As much as most business owners aspire for spectacular growth that drives the top and bottom lines far beyond stretch goals, such rapid success can derail a company just as commonly as it boosts it.
Effectively riding a growth surge requires foresight, planning and discipline to ensure that sorely needed cash is available to bridge the funding gap between piling up the orders and collecting on them.
Many founders and management teams experiencing such an exhilarating ride for the first time turn to a commercial banking team to help them smooth the path to the capital they need and to ensure it remains available.
Consider the firm that recently reached out to Christopher Barone, who leads the Arizona-based BOK Financial® commercial banking market team. Already successful, the company was considering tripling its capacity along the U.S.-Mexico border to capitalize on an expanded free-trade zone, complete with considerable tax advantages.
To make it happen, the business needed to borrow a large sum of money, backed by the owner's personal guarantee, and bring in a handful of new hires. Enter Barone.
"We didn't make any decisions for them, but we shared how we've seen similar companies invest in similar opportunities, develop contracts that allow for potentially large unseen variables and manage the cash flows on certain high-risk receivables," Barone said. "When business owners tap a commercial banker to handle such details, it frees up their time to be successful and focus on increasing the wealth of their business."
Sometimes clients experiencing tremendous growth need help finding solutions beyond bank debt, such as an equity partner, said Melissa Keeling, a Bank of Texas commercial banking market manager.

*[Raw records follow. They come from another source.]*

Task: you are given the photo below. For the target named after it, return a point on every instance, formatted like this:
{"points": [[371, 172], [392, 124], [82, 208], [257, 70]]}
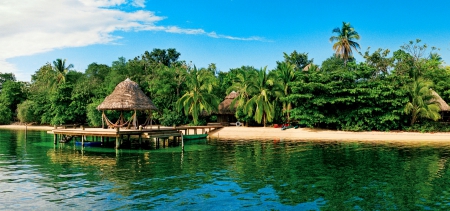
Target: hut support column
{"points": [[103, 121], [118, 137], [182, 143]]}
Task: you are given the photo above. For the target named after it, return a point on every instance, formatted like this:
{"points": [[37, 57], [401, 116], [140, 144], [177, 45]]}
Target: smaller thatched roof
{"points": [[442, 104], [127, 96], [224, 106], [307, 67]]}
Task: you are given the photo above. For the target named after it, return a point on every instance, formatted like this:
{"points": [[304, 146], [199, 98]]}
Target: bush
{"points": [[428, 126], [26, 112], [5, 115]]}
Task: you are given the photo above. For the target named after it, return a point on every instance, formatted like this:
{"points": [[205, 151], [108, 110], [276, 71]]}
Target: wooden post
{"points": [[134, 120], [182, 143], [140, 140], [117, 142], [103, 121], [117, 138]]}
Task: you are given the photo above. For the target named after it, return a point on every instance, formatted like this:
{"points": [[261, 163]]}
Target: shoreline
{"points": [[307, 134], [300, 134]]}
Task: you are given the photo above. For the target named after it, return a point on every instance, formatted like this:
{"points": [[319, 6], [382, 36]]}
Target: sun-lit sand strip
{"points": [[304, 134], [22, 127], [260, 133]]}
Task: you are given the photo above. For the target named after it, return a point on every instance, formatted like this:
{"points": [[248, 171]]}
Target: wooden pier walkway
{"points": [[155, 133]]}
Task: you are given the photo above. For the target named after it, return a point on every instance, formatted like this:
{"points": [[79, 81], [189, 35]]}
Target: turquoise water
{"points": [[223, 175]]}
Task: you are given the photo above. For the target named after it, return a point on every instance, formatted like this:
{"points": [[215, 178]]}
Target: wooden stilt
{"points": [[117, 143], [182, 143], [140, 140]]}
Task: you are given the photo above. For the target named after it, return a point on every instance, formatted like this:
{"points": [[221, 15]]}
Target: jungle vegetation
{"points": [[387, 91]]}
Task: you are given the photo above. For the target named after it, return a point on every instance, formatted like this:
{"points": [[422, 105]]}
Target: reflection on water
{"points": [[223, 175]]}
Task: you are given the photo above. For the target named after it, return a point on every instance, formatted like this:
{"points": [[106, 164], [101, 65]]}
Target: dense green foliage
{"points": [[384, 92]]}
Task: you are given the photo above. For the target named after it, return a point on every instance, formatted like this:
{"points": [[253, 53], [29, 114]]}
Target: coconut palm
{"points": [[198, 98], [422, 104], [61, 70], [284, 74], [243, 85], [259, 105], [345, 41]]}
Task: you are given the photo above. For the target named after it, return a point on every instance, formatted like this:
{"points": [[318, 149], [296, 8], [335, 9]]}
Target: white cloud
{"points": [[34, 26], [138, 3]]}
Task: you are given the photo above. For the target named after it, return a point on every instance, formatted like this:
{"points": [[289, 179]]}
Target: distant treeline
{"points": [[384, 92]]}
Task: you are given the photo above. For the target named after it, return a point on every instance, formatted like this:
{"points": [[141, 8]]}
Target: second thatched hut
{"points": [[127, 96], [226, 114]]}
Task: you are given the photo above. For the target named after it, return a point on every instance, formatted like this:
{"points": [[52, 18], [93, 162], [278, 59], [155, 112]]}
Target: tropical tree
{"points": [[59, 66], [423, 103], [243, 85], [345, 41], [284, 74], [260, 105], [198, 98]]}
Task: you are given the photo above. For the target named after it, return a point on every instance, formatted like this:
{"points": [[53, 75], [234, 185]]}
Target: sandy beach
{"points": [[306, 134], [303, 134]]}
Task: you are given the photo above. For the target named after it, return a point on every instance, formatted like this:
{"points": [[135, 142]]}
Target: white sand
{"points": [[301, 134], [260, 133]]}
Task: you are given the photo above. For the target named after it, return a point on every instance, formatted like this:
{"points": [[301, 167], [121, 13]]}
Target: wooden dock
{"points": [[156, 133]]}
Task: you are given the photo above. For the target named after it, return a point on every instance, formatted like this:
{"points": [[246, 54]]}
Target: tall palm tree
{"points": [[243, 85], [284, 74], [345, 41], [198, 98], [423, 103], [259, 105], [61, 70]]}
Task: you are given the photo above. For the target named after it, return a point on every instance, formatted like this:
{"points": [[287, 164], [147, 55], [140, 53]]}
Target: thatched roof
{"points": [[224, 106], [442, 104], [127, 96], [307, 67]]}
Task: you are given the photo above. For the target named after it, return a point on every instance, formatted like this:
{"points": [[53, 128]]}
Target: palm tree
{"points": [[284, 74], [345, 41], [259, 105], [243, 85], [423, 103], [59, 66], [198, 98]]}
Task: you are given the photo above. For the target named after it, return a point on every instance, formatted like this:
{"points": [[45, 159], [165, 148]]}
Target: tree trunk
{"points": [[264, 119]]}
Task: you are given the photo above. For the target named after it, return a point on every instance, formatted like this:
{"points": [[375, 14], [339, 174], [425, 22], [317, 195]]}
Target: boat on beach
{"points": [[192, 137], [89, 144]]}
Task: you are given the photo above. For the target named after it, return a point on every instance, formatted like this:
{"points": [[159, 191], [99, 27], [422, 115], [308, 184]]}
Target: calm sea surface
{"points": [[223, 175]]}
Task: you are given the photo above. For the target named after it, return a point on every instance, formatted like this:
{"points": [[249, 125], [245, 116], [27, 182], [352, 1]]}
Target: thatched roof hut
{"points": [[225, 106], [442, 104], [127, 96]]}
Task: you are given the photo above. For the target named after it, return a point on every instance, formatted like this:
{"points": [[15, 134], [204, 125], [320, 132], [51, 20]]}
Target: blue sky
{"points": [[227, 33]]}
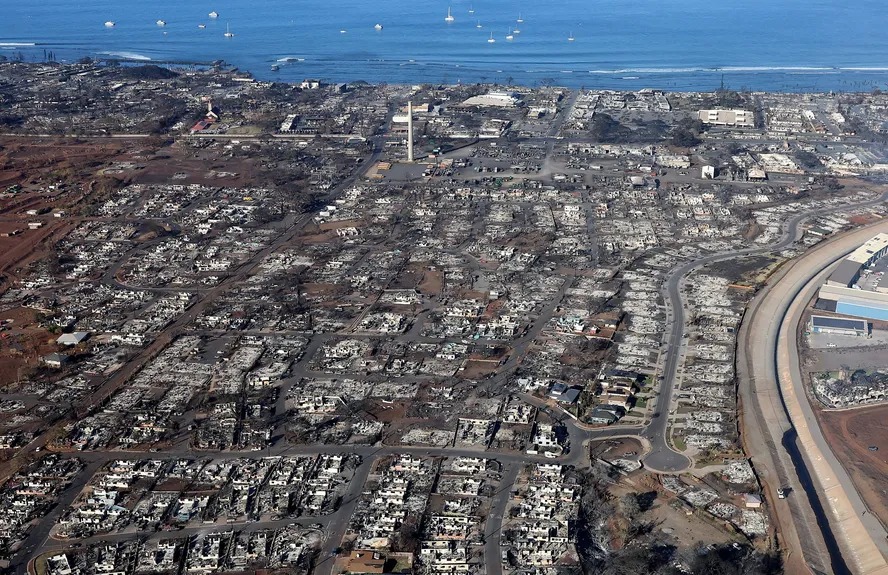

"Admittedly, it can be a bit daunting to give up a percentage of ownership to such a partner, but a business owner may benefit from patient equity capital or subordinated debt during times of extreme growth," she said.
A sign of maturation
Typically, startup and early stage businesses adequately handle their own finances through a series of business banking connections, which tend to be more transactional. For example, equipment loans and business property loans can be large investments but are fairly straightforward. Such efforts may also suffice for owners who are content with modest growth and relatively steady business models.
When annual revenues hit $5 million and are poised to keep growing, the need for financing can become more complex. Cash flow can become disjointed from the sales-delivery-payment cycle, endangering a company's viability.
"Growth spurts—which can be experienced at any point in a company's lifetime—often create an accelerated need for capital and firms may discover their capital needs exceed what their current bank is able to provide," said Wes Roberts, Bank of Oklahoma commercial banking director.
Business owners that anticipate rapid growth may want to engage a commercial banker to review their financial performance, Roberts said. That review can outline necessary steps to gain and maintain access to the senior debt capital needed to reach growth objectives, he added.
Bankers should also provide guidance on how senior debt capital capabilities align with the long-term needs of the business.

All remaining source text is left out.